И подумал еще: «Вот утонченный метод выявления в себе потаенных желаний: у других есть свои самки, а меня-де это задевает, бьет по нервам, привлекает мое внимание, — значит, у меня подсознательно растет тоска, а может, и желание одарить и себя таким же сублимированным чувством любви. Что за абсурд! И все-таки даже такой тонкий человек, как Мишенька, не в силах оперировать иными категориями: шаблоны, шаблоны и шаблоны.

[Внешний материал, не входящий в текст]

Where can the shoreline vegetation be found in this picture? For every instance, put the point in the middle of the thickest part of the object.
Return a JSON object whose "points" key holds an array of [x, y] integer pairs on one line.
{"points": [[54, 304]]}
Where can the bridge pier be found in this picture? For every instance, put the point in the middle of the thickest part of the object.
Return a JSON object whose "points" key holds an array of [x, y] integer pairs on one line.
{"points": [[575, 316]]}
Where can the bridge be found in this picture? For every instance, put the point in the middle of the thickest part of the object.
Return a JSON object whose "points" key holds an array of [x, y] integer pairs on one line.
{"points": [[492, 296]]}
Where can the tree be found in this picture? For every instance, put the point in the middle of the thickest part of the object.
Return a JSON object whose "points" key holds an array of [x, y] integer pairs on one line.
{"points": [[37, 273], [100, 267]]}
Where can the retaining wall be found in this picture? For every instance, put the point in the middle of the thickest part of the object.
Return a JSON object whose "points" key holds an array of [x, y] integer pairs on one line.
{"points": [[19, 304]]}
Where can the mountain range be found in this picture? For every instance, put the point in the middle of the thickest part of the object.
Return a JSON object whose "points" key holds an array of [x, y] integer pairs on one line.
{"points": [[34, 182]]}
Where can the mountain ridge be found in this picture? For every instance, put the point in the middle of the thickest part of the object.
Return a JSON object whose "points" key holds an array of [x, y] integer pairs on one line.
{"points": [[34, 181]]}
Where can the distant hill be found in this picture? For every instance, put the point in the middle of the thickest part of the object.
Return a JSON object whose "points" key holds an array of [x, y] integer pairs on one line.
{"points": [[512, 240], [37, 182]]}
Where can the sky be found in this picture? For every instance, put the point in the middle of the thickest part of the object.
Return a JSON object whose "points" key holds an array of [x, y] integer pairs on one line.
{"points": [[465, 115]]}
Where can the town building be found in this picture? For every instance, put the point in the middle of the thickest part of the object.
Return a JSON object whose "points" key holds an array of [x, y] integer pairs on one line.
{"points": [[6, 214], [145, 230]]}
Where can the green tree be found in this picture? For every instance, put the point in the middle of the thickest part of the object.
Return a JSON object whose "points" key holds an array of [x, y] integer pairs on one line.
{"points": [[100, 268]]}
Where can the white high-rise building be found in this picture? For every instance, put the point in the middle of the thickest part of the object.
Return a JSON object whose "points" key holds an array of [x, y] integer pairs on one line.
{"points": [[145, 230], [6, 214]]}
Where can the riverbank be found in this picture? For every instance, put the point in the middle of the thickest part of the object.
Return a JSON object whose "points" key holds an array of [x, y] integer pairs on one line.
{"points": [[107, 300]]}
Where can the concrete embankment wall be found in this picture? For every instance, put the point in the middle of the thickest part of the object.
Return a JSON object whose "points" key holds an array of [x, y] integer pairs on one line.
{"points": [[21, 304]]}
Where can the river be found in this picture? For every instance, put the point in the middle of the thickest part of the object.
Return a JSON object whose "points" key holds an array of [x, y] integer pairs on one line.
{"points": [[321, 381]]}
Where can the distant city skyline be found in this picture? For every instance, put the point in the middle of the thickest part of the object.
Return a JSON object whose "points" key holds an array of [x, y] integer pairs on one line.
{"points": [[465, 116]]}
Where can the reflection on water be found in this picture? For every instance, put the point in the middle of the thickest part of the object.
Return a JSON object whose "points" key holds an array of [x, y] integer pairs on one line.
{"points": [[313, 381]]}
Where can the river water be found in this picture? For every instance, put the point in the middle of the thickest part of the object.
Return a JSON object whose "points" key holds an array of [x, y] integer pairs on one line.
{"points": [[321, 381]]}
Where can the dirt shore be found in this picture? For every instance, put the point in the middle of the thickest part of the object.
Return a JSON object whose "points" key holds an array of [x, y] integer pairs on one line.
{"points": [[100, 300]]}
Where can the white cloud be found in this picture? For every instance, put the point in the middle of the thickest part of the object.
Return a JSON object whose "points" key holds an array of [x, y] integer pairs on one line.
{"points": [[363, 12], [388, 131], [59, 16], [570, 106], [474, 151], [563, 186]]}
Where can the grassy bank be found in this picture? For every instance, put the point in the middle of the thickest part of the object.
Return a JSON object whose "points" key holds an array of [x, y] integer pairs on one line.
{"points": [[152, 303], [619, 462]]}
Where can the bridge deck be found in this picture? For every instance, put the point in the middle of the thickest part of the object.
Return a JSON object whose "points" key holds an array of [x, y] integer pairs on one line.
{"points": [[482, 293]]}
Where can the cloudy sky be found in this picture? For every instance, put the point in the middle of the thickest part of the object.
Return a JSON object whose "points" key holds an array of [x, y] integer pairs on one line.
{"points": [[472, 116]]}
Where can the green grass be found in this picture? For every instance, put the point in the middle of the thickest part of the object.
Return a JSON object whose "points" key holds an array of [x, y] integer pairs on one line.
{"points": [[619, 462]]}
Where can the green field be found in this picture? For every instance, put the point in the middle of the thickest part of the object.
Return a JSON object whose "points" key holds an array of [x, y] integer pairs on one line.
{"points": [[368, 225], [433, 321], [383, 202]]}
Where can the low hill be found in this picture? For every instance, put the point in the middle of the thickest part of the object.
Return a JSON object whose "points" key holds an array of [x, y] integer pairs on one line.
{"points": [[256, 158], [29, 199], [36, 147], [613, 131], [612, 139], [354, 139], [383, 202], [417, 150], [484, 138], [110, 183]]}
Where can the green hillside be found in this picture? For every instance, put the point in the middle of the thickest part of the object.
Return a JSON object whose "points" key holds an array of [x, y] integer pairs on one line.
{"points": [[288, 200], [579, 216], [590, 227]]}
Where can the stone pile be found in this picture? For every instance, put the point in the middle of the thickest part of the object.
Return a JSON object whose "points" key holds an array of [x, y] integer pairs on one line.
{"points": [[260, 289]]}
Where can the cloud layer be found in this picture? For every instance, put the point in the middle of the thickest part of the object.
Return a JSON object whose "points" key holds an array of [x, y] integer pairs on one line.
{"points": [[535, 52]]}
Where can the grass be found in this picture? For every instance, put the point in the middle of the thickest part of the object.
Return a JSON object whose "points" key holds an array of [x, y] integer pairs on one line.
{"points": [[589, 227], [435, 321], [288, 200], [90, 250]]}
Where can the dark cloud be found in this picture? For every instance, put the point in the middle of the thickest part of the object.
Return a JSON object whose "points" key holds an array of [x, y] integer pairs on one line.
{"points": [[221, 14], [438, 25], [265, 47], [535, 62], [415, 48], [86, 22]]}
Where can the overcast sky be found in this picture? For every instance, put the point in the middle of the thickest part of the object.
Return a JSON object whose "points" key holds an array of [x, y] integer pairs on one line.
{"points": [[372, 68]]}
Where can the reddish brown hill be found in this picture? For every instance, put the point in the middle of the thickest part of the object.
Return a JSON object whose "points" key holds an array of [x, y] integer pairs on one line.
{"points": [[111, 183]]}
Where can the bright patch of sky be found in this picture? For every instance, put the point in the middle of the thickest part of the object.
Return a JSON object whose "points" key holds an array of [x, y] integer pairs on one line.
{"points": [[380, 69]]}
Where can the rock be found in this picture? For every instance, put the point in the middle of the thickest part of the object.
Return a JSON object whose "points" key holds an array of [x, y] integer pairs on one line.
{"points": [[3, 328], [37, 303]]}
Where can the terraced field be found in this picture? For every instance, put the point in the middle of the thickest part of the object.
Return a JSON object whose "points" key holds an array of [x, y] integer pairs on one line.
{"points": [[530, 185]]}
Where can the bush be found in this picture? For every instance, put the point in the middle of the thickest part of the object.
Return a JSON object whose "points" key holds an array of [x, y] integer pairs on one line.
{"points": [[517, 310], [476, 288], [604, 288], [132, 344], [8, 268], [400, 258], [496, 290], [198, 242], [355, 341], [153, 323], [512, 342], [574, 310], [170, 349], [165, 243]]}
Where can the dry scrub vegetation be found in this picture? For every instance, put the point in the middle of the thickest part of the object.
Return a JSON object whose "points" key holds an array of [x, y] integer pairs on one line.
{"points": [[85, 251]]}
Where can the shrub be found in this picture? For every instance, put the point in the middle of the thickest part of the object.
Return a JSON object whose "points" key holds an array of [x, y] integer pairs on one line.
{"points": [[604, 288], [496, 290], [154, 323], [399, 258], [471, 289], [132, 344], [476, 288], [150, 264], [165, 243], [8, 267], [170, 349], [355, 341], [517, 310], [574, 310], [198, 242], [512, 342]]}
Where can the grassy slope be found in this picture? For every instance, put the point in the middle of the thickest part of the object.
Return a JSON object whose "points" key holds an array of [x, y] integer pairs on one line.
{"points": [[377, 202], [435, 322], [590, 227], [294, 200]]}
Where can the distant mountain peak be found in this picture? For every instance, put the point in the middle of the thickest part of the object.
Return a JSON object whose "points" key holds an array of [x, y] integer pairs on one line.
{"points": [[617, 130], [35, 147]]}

Но ведь если смотреть на стремление к браку максимально объективно, можно считать его разумным лишь в том случае, когда он является неизменным. Однако если эта продолжительность достигается лишь через терпение или примирение с судьбой, то в чем тут логика? Человек женится, если ему надоело одиночество, если ему надоел он сам. Тогда он селится под одной крышей с другим существом, которое ему надоест, что естественно, еще быстрее. И тогда есть два выхода: либо страдать, либо пользоваться любой предоставляющейся возможностью, чтобы сбежать из дома, пусть бы и в кафе, и просиживать там часами — как делает, например, Малиновский. И таких — миллионы. Из шаблона рождается шаблон».